The first time Eric Bergoust launched off a freestyle ski ramp his mother couldn't stop gasping.
"She usually gasps once when she sees me doing something she thinks is dangerous," he says, "but I was in the air so long, she just kept gasping."
Today his mother still gasps, not with fear but with awe. Bergoust is an eight-year member of the United States Ski Team, and is considered America's best shot at medaling in the aerial competition at the 1998 Olympic Winter Games in February in Nagano, Japan.
Although Bergoust was sidelined four weeks with an injury at last season's start, he finished strong, nabbing a silver medal at the World Freestyle Championships in Japan. This season he has picked up where he left off, capturing a World Cup victory in Australia in August - his seventh career first-place World Cup finish.
Freestyle skiing was added to the Olympic menu in 1992, and the aerial event became a full medal competition in Lillehammer at the 1994 Winter Games.
Since aerial skiing isn't a popular Olympic sport and big-money sponsors are rare, athletes often times have to foot the bill for their own training and equipment. This fall Bergoust has been traveling to cities across America with the US Ski and Snowboard Association (USSA) to showcase his talents and raise money. Because snow is scarce in October, the skiers preform their high-strung acrobatics on trampolines.
USSA spokesman Tom Kelly says most Olympic athletes would rather be training than going to malls. "It's not glamorous," he says, "but the sport is up and coming, and it's a good opportunity for people to come out and meet the skiers."
As a boy, Bergoust remembers dragging mattresses out of his home in Missoula, Mont., onto the lawn so he and his two brothers could do flips off their roof and land safely.
Although the earringed aerialist lives up to his reputation as a daredevil, he says the image sometimes discredits the work and time he's put to his craft. Bergoust says he's a fierce competitor, and jokingly claims to only "relax and have fun one day out of a month."

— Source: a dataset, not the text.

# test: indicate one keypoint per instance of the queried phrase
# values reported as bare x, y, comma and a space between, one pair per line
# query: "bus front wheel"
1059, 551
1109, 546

Matt Chojnacki, a three-year US Ski Team member, says Bergoust has been a close friend as well as a coach. Chojnacki says he admires Bergoust for the intensity of his work ethic and his ability to focus.

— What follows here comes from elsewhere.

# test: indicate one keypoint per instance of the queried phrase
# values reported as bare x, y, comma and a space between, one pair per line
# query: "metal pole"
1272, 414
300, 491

"To be competitive you have to be able to push everything aside that's going on in your life and just concentrate on skiing," he says. "Eric can do this with no problem, and that's why he's successful."
Looking ahead to the Winter Games, Bergoust says he's nervous but at the same time confident he will represent the US. He's been successful on Japanese snow where it took a record score to beat him for the gold at the World Championships.
"I guess I'm a ski bum. Everything I love about life is included in my sport. If I want to be intellectual one day I can analyze my jumps, or, if I want to experiment and see if any other technique works better, I'll do that," he says. "As long as I think I'm on a path always moving forward, trying to push the envelope, I'll stay competitive."